O texto também estabelece uma definição legal para o fuzil, classificando-o como arma de fogo longa, de alta potência, cujo disparo apresente energia cinética superior a novecentos joules na boca do cano. Segundo o projeto, trata-se de um armamento que pode ser transportado por um único indivíduo, exige o uso das duas mãos e apoio no ombro para disparo eficaz, podendo operar nos modos automático, semiautomático ou de repetição.
Na justificativa, o parlamentar afirma que houve uma banalização do uso de fuzis por organizações criminosas, o que elevou significativamente os riscos à população e aos agentes de segurança pública. O projeto cita dados de apreensões realizadas no estado do Rio de Janeiro em dois mil e vinte e cinco como exemplo da disseminação desse tipo de arma e do aumento da violência associada ao seu uso.

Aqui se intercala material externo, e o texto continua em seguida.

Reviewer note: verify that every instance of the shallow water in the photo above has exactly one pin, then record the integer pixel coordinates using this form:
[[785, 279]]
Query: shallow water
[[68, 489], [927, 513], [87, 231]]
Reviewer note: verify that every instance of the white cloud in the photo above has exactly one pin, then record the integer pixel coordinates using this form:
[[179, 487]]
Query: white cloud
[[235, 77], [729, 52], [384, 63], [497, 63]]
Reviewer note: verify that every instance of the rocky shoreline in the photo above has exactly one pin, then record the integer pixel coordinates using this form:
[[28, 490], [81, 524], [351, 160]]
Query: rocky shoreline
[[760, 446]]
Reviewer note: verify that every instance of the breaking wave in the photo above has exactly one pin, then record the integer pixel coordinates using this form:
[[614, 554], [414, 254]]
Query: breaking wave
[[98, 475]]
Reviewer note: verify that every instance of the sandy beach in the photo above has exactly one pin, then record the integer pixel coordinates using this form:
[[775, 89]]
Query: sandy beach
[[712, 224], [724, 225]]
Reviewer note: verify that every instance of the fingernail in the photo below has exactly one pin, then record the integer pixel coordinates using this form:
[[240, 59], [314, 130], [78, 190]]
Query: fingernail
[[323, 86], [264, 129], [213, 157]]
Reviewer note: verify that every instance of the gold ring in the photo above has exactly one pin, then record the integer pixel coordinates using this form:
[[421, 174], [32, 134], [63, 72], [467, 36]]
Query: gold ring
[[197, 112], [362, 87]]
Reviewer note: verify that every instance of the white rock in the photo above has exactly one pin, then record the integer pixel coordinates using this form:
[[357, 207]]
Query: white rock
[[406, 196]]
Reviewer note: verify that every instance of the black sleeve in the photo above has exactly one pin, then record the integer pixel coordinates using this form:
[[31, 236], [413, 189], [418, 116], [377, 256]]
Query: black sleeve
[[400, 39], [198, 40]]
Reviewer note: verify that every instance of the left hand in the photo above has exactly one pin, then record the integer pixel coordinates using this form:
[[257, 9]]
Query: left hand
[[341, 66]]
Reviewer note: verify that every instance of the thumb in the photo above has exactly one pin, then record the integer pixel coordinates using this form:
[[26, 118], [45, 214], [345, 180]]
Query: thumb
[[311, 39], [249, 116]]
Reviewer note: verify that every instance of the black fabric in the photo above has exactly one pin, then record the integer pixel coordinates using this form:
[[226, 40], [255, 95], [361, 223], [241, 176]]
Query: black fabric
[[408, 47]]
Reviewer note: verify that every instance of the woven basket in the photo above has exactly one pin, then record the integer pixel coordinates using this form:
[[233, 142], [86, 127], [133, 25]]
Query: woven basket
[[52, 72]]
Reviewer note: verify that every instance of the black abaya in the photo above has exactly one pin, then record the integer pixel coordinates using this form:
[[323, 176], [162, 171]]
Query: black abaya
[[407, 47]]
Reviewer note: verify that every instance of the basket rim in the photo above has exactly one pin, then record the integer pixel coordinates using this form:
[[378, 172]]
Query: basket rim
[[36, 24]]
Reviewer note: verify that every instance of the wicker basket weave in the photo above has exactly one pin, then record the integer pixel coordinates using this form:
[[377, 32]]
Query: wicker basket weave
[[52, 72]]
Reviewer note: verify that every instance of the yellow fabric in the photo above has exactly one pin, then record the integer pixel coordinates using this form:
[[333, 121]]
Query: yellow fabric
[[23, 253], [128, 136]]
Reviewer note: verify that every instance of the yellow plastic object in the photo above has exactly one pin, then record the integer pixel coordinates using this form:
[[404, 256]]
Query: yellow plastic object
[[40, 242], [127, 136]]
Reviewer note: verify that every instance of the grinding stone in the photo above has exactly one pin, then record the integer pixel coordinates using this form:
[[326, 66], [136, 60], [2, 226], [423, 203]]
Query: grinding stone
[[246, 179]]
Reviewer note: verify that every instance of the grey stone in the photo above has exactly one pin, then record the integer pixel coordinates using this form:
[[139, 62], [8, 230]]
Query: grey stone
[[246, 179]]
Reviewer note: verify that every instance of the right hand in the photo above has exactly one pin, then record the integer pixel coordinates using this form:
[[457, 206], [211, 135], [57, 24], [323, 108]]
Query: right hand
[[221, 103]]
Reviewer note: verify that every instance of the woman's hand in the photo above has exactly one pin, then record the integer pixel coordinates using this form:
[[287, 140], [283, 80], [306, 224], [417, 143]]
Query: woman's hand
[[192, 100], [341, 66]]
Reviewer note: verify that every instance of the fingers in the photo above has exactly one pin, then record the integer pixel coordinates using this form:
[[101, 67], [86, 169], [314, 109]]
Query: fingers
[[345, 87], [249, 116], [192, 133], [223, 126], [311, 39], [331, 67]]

De acordo com o autor da proposta, o atual abrandamento das penas contribui para elevados índices de reincidência criminal, permitindo que criminosos presos por porte ou uso de armas de fogo retornem rapidamente às ruas.
O texto sustenta ainda que a legislação vigente precisa ser revista para romper esse ciclo e fortalecer o enfrentamento à criminalidade armada. Para o deputado, o fuzil deve ser tratado como arma de guerra, cuja posse ilegal representa ameaça direta à ordem pública e à segurança da sociedade.
O projeto aguarda tramitação na Câmara dos Deputados e será analisado pelas comissões competentes antes de eventual votação em plenário.